The day before the snowstorm my building finally turned on the heat. Full force. And it’s the kind of heating system you can’t control, which makes my place like so many other New York City apartments: tropical. And while I’d rather be hot than cold (as I remember too well my various apartments in Amherst, Massachusetts where I wore layers to bed under layers of blankets), unfortunately this makes my loft bed almost unbearable since – as we all learned in seventh grade science class – heat rises. I put a small fan in the window at an angle to draw in the cold air and send it up, but this trick that used to work, no longer does. The heat is too high. What to do, aside from drinking copious amounts of ice water?
Put on the AC and let them duke it out.
I agree it seems ridiculous, not to mention wasteful, but I’ve no other choice. I’ve been leaving the apartment door open and this helps draw in cooler air, however I’m not sure my neighbors are so into seeing me in a tank top and boxer shorts. But hey, this is New York.
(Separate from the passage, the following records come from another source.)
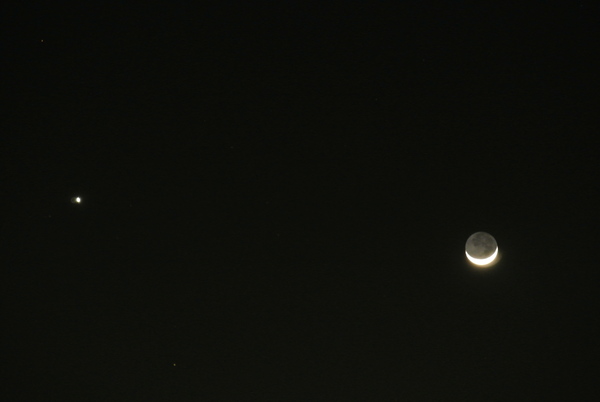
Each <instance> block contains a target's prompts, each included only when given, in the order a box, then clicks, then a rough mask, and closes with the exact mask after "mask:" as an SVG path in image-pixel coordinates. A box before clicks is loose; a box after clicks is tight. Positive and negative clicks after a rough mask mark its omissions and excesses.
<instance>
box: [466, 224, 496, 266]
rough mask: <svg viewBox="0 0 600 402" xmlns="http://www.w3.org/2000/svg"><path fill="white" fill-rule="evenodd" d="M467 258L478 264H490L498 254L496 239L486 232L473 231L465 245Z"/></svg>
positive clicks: (476, 264) (495, 258)
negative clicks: (494, 238) (470, 235)
mask: <svg viewBox="0 0 600 402" xmlns="http://www.w3.org/2000/svg"><path fill="white" fill-rule="evenodd" d="M465 254H466V255H467V259H468V260H469V261H471V262H472V263H473V264H475V265H478V266H481V267H483V266H487V265H490V264H491V263H492V262H494V260H495V259H496V257H497V256H498V243H496V239H494V237H493V236H492V235H491V234H489V233H486V232H477V233H473V234H472V235H471V236H469V238H468V239H467V244H466V245H465Z"/></svg>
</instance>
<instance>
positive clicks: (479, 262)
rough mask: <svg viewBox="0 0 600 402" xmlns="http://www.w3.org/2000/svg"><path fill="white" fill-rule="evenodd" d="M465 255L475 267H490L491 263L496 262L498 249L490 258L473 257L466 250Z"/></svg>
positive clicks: (490, 256) (494, 252)
mask: <svg viewBox="0 0 600 402" xmlns="http://www.w3.org/2000/svg"><path fill="white" fill-rule="evenodd" d="M465 254H466V255H467V258H468V259H469V261H471V262H472V263H473V264H475V265H488V264H489V263H491V262H492V261H494V260H495V259H496V256H497V255H498V247H496V251H494V254H492V255H490V256H489V257H488V258H474V257H471V256H470V255H469V253H467V251H466V250H465Z"/></svg>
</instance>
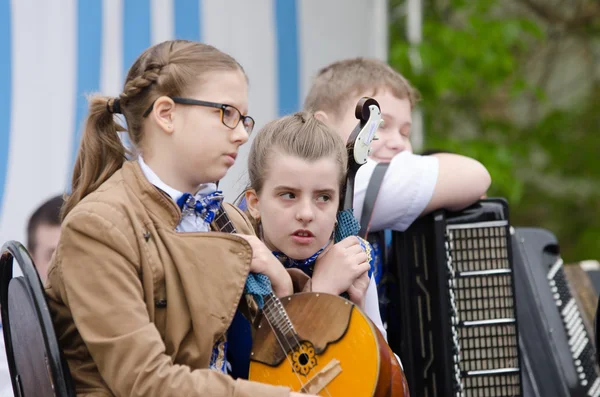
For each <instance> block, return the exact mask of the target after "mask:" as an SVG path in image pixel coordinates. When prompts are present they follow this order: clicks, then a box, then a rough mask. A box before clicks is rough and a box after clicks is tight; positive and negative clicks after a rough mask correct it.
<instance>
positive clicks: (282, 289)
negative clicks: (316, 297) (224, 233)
mask: <svg viewBox="0 0 600 397" xmlns="http://www.w3.org/2000/svg"><path fill="white" fill-rule="evenodd" d="M237 236H239V237H242V238H243V239H244V240H246V241H247V242H248V244H250V247H251V248H252V262H251V263H250V271H251V272H253V273H260V274H264V275H265V276H267V277H269V280H271V286H272V287H273V292H275V295H277V296H278V297H282V296H289V295H292V294H293V293H294V289H293V285H292V279H291V278H290V275H289V274H288V272H287V271H286V270H285V267H284V266H283V265H282V264H281V262H279V260H278V259H277V258H276V257H275V255H273V253H272V252H271V250H269V249H268V248H267V246H266V245H265V244H264V243H263V242H262V241H260V239H259V238H258V237H256V236H252V235H247V234H237Z"/></svg>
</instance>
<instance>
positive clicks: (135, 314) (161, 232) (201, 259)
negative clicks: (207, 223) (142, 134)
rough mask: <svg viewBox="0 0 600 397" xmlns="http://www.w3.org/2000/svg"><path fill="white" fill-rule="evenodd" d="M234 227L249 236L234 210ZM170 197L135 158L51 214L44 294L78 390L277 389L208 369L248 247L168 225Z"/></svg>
mask: <svg viewBox="0 0 600 397" xmlns="http://www.w3.org/2000/svg"><path fill="white" fill-rule="evenodd" d="M226 209H227V212H228V214H229V216H230V218H231V220H232V222H233V223H234V224H235V225H236V227H237V229H238V231H239V232H240V233H248V234H250V233H253V232H252V228H251V226H250V224H249V223H248V221H247V219H246V218H245V217H244V216H243V215H242V214H241V213H240V212H239V211H238V210H237V209H235V208H234V207H232V206H230V205H226ZM180 216H181V213H180V210H179V208H178V207H177V205H176V204H175V203H174V202H173V201H172V200H171V199H170V198H169V197H168V196H167V195H166V194H164V193H163V192H161V191H160V190H158V189H157V188H155V187H154V186H153V185H151V184H150V182H148V180H147V179H146V178H145V177H144V175H143V173H142V170H141V169H140V167H139V165H138V163H137V162H127V163H126V164H125V165H124V166H123V168H122V169H121V170H119V171H118V172H117V173H115V175H113V176H112V177H111V178H110V179H109V180H108V181H107V182H105V183H104V184H103V185H102V186H101V187H100V188H99V189H98V190H97V191H96V192H94V193H92V194H90V195H89V196H88V197H86V198H85V199H84V200H83V201H82V202H81V203H79V204H78V205H77V206H76V207H75V208H74V209H73V210H72V211H71V213H69V215H68V216H67V218H66V219H65V221H64V222H63V227H62V235H61V239H60V243H59V246H58V248H57V250H56V253H55V255H54V258H53V261H52V264H51V266H50V269H49V274H48V281H47V285H46V293H47V296H48V301H49V302H48V303H49V307H50V311H51V314H52V318H53V322H54V326H55V329H56V334H57V337H58V340H59V343H60V346H61V347H62V349H63V352H64V355H65V358H66V359H67V361H68V363H69V368H70V369H71V373H72V375H73V378H74V382H75V385H76V388H77V395H78V396H161V397H168V396H178V397H179V396H215V397H219V396H223V397H225V396H236V397H237V396H239V397H242V396H267V397H269V396H273V397H279V396H281V397H283V396H286V397H287V396H289V389H287V388H283V387H275V386H270V385H264V384H259V383H255V382H249V381H245V380H237V381H236V380H233V379H232V378H231V377H229V376H227V375H223V374H221V373H218V372H216V371H213V370H209V369H207V368H208V365H209V360H210V356H211V352H212V347H213V345H214V343H215V341H216V340H217V339H219V337H220V336H221V335H223V333H225V332H226V331H227V328H228V327H229V324H230V323H231V320H232V318H233V315H234V313H235V311H236V308H237V305H238V302H239V301H240V297H241V296H242V292H243V289H244V284H245V281H246V277H247V275H248V271H249V268H250V261H251V259H252V250H251V248H250V246H249V244H248V243H247V242H246V241H245V240H243V239H242V238H240V237H237V236H235V235H230V234H225V233H216V232H210V233H177V232H175V227H176V226H177V224H178V223H179V219H180Z"/></svg>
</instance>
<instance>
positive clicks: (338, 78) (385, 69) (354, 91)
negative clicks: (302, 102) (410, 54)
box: [304, 58, 420, 117]
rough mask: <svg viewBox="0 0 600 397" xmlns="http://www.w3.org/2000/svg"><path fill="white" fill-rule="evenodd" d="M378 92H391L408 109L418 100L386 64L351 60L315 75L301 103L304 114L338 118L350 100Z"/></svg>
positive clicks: (378, 60)
mask: <svg viewBox="0 0 600 397" xmlns="http://www.w3.org/2000/svg"><path fill="white" fill-rule="evenodd" d="M379 90H390V91H391V93H392V95H394V96H395V97H396V98H398V99H408V100H409V101H410V105H411V108H412V107H414V105H415V104H416V103H417V101H418V100H419V99H420V97H419V93H418V92H417V90H416V89H415V88H414V87H413V86H411V85H410V83H409V82H408V80H406V78H404V76H402V75H401V74H400V73H398V72H397V71H396V70H394V69H393V68H392V67H390V66H389V65H388V64H387V63H385V62H382V61H379V60H376V59H368V58H353V59H346V60H343V61H339V62H335V63H332V64H331V65H329V66H326V67H324V68H323V69H321V70H320V71H319V72H318V73H317V76H316V77H315V79H314V81H313V84H312V86H311V88H310V91H309V93H308V95H307V97H306V100H305V102H304V110H306V111H308V112H313V113H314V112H317V111H319V110H321V111H324V112H326V113H328V114H331V115H333V116H334V117H339V116H341V115H342V114H343V110H344V109H345V108H346V107H347V105H348V104H347V101H348V100H349V99H350V98H351V97H352V96H355V95H371V96H372V95H375V94H376V93H377V91H379Z"/></svg>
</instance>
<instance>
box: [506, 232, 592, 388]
mask: <svg viewBox="0 0 600 397" xmlns="http://www.w3.org/2000/svg"><path fill="white" fill-rule="evenodd" d="M513 246H514V248H515V249H514V267H515V282H516V283H515V286H516V293H517V298H518V306H517V308H518V310H517V319H518V321H519V326H520V329H519V331H520V332H519V335H520V338H521V352H522V362H523V391H524V395H526V396H528V397H529V396H531V397H545V396H572V397H584V396H586V397H587V396H589V397H598V396H600V377H599V376H598V374H599V370H598V365H597V363H596V350H595V348H594V344H593V339H592V337H591V334H590V332H588V330H587V327H586V325H585V322H584V319H583V316H582V314H581V312H580V310H579V307H578V304H577V301H576V299H575V297H574V296H573V294H572V292H571V288H570V286H569V283H568V281H567V277H566V274H565V270H564V268H563V261H562V259H561V257H560V254H559V245H558V242H557V240H556V237H555V236H554V235H553V234H552V233H550V232H549V231H547V230H544V229H538V228H515V229H514V231H513Z"/></svg>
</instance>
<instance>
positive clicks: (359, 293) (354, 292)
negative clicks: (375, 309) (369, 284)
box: [348, 271, 371, 310]
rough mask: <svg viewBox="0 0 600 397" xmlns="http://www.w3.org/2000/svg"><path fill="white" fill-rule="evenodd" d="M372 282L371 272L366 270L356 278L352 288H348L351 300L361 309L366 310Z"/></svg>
mask: <svg viewBox="0 0 600 397" xmlns="http://www.w3.org/2000/svg"><path fill="white" fill-rule="evenodd" d="M370 282H371V279H370V278H369V272H368V271H366V272H364V273H363V274H361V275H360V277H358V278H357V279H356V280H354V282H353V283H352V285H351V286H350V288H348V295H349V298H350V300H351V301H352V303H354V304H355V305H356V306H358V307H359V308H360V309H361V310H365V298H366V297H367V288H369V283H370Z"/></svg>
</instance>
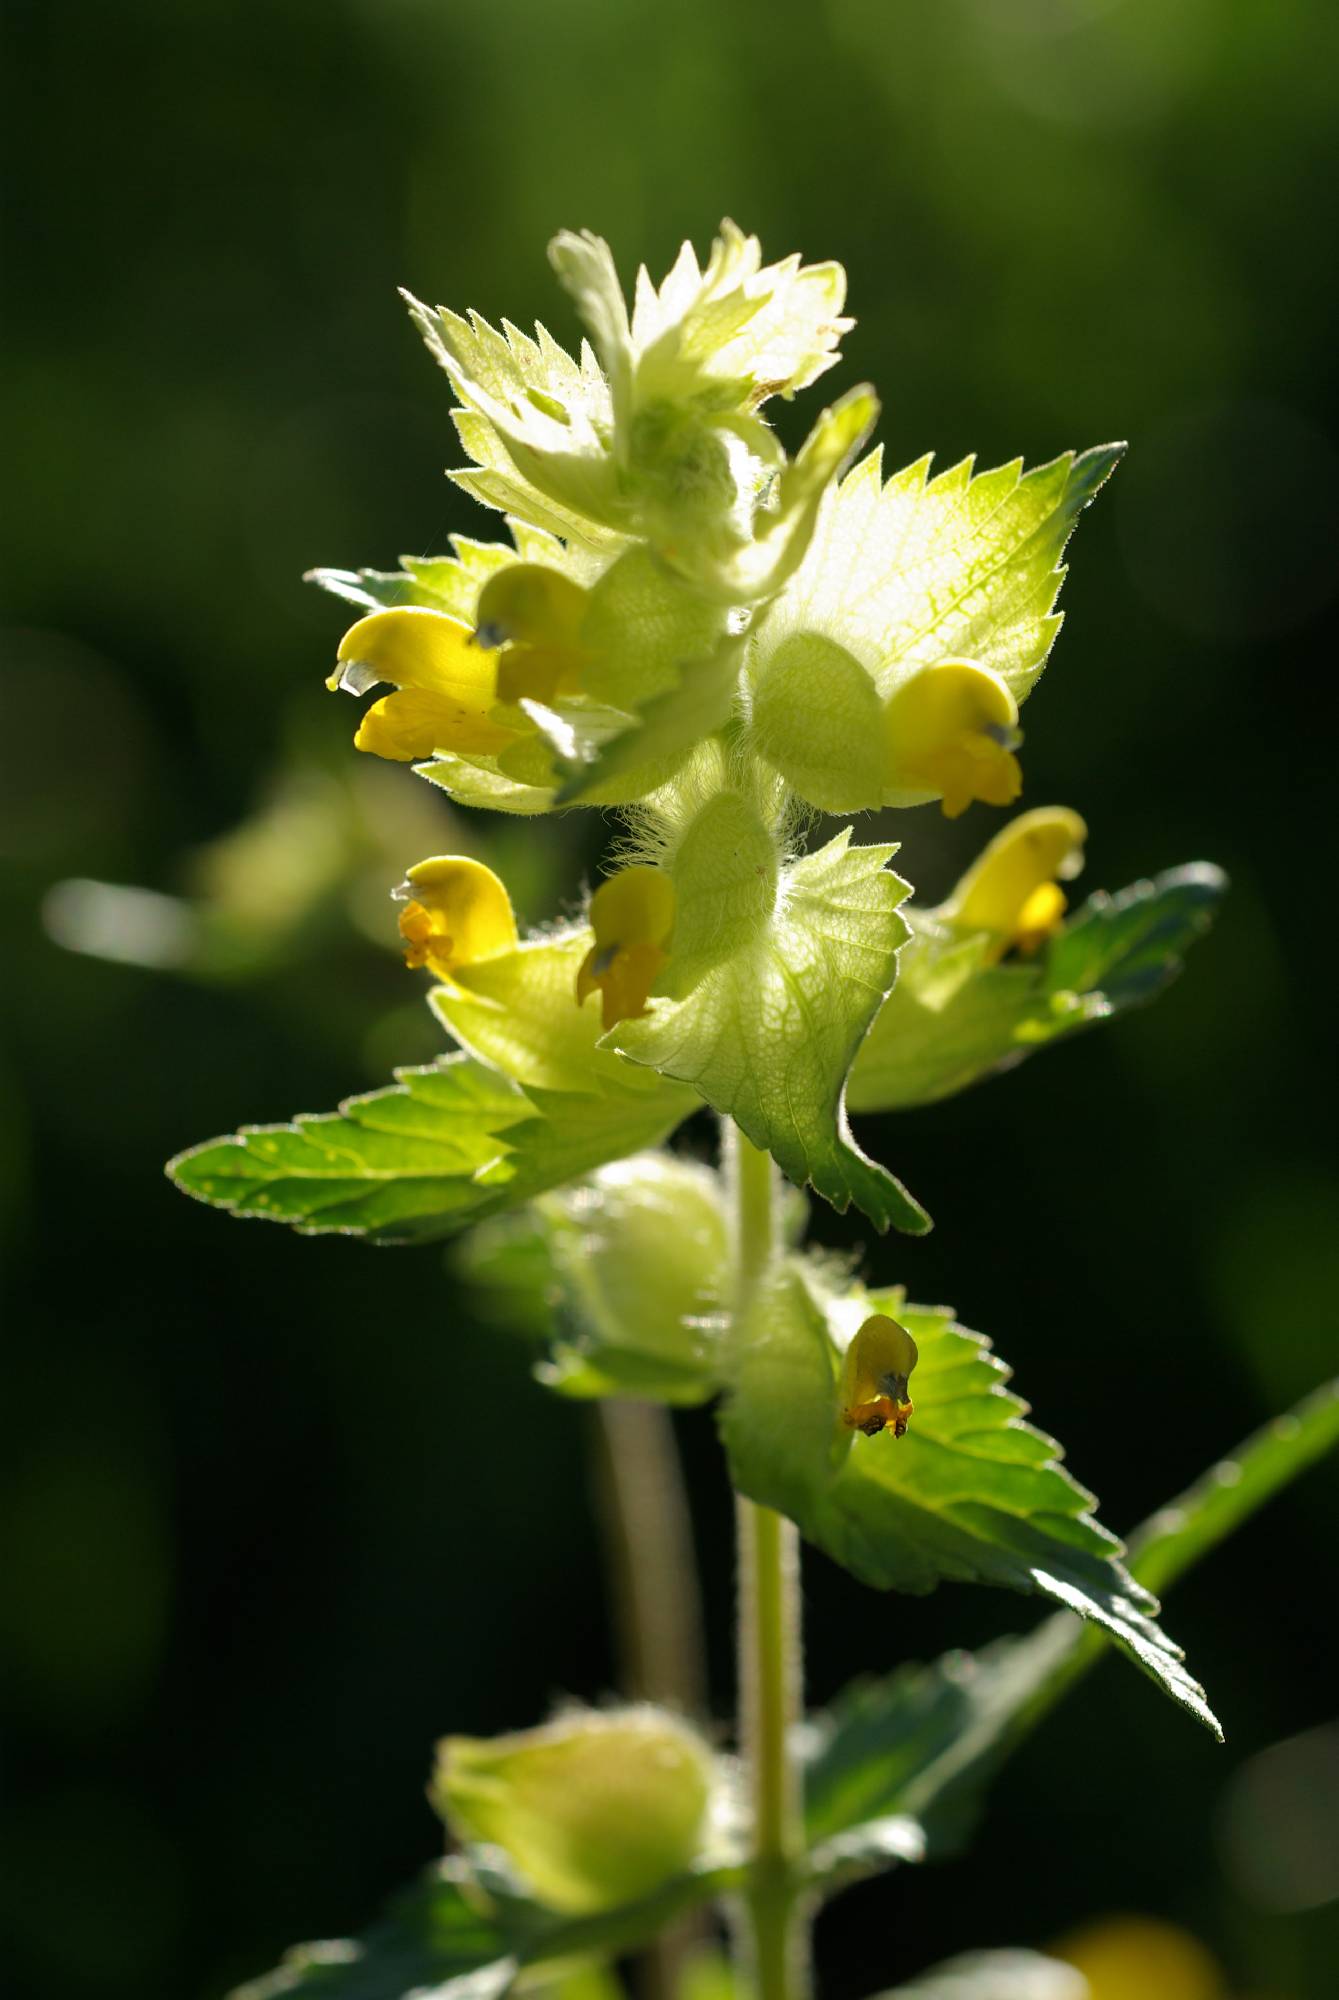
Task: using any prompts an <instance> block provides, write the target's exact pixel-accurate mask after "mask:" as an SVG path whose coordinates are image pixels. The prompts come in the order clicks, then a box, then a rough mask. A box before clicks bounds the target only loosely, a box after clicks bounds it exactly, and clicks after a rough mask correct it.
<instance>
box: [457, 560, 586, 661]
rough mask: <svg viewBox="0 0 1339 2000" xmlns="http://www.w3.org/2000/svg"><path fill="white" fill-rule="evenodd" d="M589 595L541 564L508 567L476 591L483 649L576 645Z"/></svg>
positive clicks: (496, 574)
mask: <svg viewBox="0 0 1339 2000" xmlns="http://www.w3.org/2000/svg"><path fill="white" fill-rule="evenodd" d="M588 604H590V594H588V592H586V590H582V586H580V584H574V582H572V578H570V576H564V574H562V572H560V570H550V568H546V566H544V564H542V562H510V564H508V566H506V570H498V572H496V576H490V578H488V582H486V584H484V590H482V592H480V608H478V638H480V644H482V646H508V644H512V646H554V648H568V646H576V642H578V636H580V632H582V622H584V618H586V608H588Z"/></svg>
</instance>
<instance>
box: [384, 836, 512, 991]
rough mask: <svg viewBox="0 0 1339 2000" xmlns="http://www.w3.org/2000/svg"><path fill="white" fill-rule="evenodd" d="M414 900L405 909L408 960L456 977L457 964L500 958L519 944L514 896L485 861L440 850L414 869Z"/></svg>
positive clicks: (401, 916)
mask: <svg viewBox="0 0 1339 2000" xmlns="http://www.w3.org/2000/svg"><path fill="white" fill-rule="evenodd" d="M406 892H408V894H410V902H406V906H404V910H402V912H400V936H402V938H404V946H406V950H404V962H406V966H410V968H412V970H418V968H420V966H428V970H430V972H436V976H438V978H440V980H450V976H452V972H454V970H456V966H472V964H478V960H480V958H498V956H500V954H502V952H510V950H512V948H514V944H516V916H514V914H512V898H510V896H508V892H506V888H504V886H502V882H500V880H498V876H496V874H494V872H492V868H486V866H484V862H474V860H470V858H468V856H464V854H436V856H434V858H432V860H428V862H418V864H416V866H414V868H410V876H408V882H406Z"/></svg>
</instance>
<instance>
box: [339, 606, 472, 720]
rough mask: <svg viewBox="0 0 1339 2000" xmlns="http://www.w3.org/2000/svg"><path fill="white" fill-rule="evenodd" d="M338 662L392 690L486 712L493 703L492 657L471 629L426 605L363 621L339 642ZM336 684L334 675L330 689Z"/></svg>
mask: <svg viewBox="0 0 1339 2000" xmlns="http://www.w3.org/2000/svg"><path fill="white" fill-rule="evenodd" d="M338 660H340V666H342V668H350V666H362V668H368V670H370V672H372V674H376V678H378V680H388V682H390V684H392V686H394V688H422V690H424V692H428V694H448V696H452V700H456V702H460V704H462V706H466V708H482V706H488V704H490V702H492V700H494V682H496V672H494V660H492V656H490V654H488V652H486V648H484V646H476V642H474V634H472V632H470V628H468V626H462V624H458V622H456V620H454V618H448V616H446V612H432V610H428V608H426V606H422V604H402V606H398V608H396V610H390V612H372V616H370V618H360V620H358V624H356V626H350V628H348V632H346V634H344V638H342V640H340V652H338ZM338 682H340V672H338V670H336V674H334V676H332V680H330V686H336V684H338Z"/></svg>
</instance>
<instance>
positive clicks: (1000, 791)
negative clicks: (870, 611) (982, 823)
mask: <svg viewBox="0 0 1339 2000" xmlns="http://www.w3.org/2000/svg"><path fill="white" fill-rule="evenodd" d="M883 730H885V742H887V758H889V784H893V786H905V788H907V790H923V792H937V794H939V798H941V800H943V814H945V818H949V820H955V818H959V814H963V812H965V810H967V806H969V804H971V800H973V798H981V800H985V804H987V806H1011V804H1013V800H1015V798H1017V796H1019V792H1021V790H1023V772H1021V768H1019V760H1017V758H1015V756H1013V752H1015V750H1017V746H1019V742H1021V740H1023V738H1021V736H1019V728H1017V702H1015V700H1013V696H1011V694H1009V688H1007V686H1005V682H1003V680H1001V678H999V674H995V672H991V668H989V666H977V662H975V660H939V664H937V666H927V668H923V670H921V672H919V674H913V678H911V680H907V682H903V686H901V688H897V690H895V694H891V696H889V700H887V704H885V708H883Z"/></svg>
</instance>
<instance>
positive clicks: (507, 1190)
mask: <svg viewBox="0 0 1339 2000" xmlns="http://www.w3.org/2000/svg"><path fill="white" fill-rule="evenodd" d="M396 1074H398V1078H400V1080H398V1084H396V1086H394V1088H388V1090H372V1092H368V1094H366V1096H358V1098H346V1100H344V1104H342V1106H340V1110H338V1112H328V1114H324V1116H300V1118H294V1120H292V1122H290V1124H276V1126H242V1130H240V1132H236V1134H232V1136H230V1138H220V1140H210V1142H206V1144H204V1146H194V1148H190V1152H182V1154H178V1156H176V1160H170V1162H168V1174H170V1178H172V1180H174V1182H176V1186H178V1188H182V1190H184V1192H186V1194H194V1196H196V1198H198V1200H202V1202H210V1204H212V1206H216V1208H228V1210H230V1212H232V1214H236V1216H256V1218H262V1220H270V1222H288V1224H292V1226H294V1228H298V1230H300V1232H302V1234H306V1236H320V1234H328V1232H340V1234H346V1236H368V1238H374V1240H376V1242H422V1240H428V1238H434V1236H450V1234H454V1232H456V1230H460V1228H464V1226H466V1224H470V1222H476V1220H478V1218H480V1216H488V1214H494V1212H498V1210H500V1208H514V1206H518V1204H520V1202H530V1200H534V1198H536V1194H544V1192H548V1188H556V1186H562V1184H564V1182H566V1180H576V1178H578V1176H582V1174H588V1172H590V1170H592V1168H596V1166H602V1164H604V1162H606V1160H618V1158H622V1156H624V1154H628V1152H638V1150H640V1148H644V1146H654V1144H656V1142H658V1140H662V1138H666V1134H668V1132H670V1130H673V1126H675V1124H677V1122H679V1120H681V1118H685V1116H687V1112H689V1110H691V1108H693V1098H691V1096H689V1094H687V1092H683V1090H673V1088H671V1086H670V1088H668V1090H666V1092H646V1090H644V1088H640V1086H636V1084H622V1082H610V1084H606V1086H604V1088H590V1090H546V1088H540V1086H536V1088H528V1090H522V1088H520V1086H518V1084H514V1082H510V1080H508V1078H506V1076H500V1074H498V1072H496V1070H490V1068H486V1066H484V1064H480V1062H474V1060H470V1058H468V1056H448V1058H444V1060H442V1062H438V1064H432V1066H428V1068H420V1070H398V1072H396Z"/></svg>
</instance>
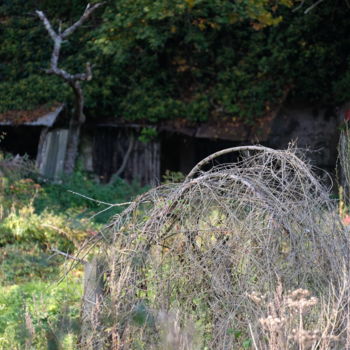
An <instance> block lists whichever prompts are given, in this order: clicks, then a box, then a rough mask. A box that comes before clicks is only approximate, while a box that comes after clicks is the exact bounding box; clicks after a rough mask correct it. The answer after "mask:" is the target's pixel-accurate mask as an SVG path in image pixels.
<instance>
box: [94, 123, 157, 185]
mask: <svg viewBox="0 0 350 350" xmlns="http://www.w3.org/2000/svg"><path fill="white" fill-rule="evenodd" d="M130 138H133V140H134V141H133V142H132V149H131V151H130V153H129V156H128V159H127V163H126V165H125V169H124V171H123V172H122V173H121V175H120V176H121V177H122V178H124V179H126V180H127V181H129V182H131V181H133V180H137V181H140V183H141V184H142V185H146V184H148V185H155V184H157V183H158V182H159V179H160V143H159V141H157V140H154V141H149V142H147V143H144V142H141V141H139V140H138V131H137V130H136V129H133V128H124V127H123V128H122V127H98V128H96V129H95V130H94V133H93V169H94V172H95V173H96V174H97V175H98V176H99V177H100V180H101V182H109V181H110V179H111V177H112V176H113V175H114V174H115V173H116V172H117V171H118V170H119V169H120V167H121V166H122V164H123V160H124V157H125V156H126V155H127V154H128V149H129V147H130Z"/></svg>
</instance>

And while this is only a mere drawback, one other small issue to my wonderfully cozy 90 square foot pied-a-terre is storage. When most people switch their summer and winter clothing it’s from the top of the closet to the bottom or, if they’re lucky, to another closet, attic or basement. However, in 90 square feet, I’m forced to keep my bulky winter clothing at my folks’ house on Cape Cod. In all these years it hasn’t been an issue. In fact, it’s been part of my Thanksgiving ritual – turkey, stuffing and schelpping bags up and down stairs. I consider it a bonus to burning off the large meal.
Unfortunately, this early blast of snow caught me off guard and left me with – quite literally – cold feet, as my winter boots were four states away. Luckily The Big Apple got mostly rain, but still, it was a small reminder that sometimes you may have to weather a little discomfort if you want to live in a small space.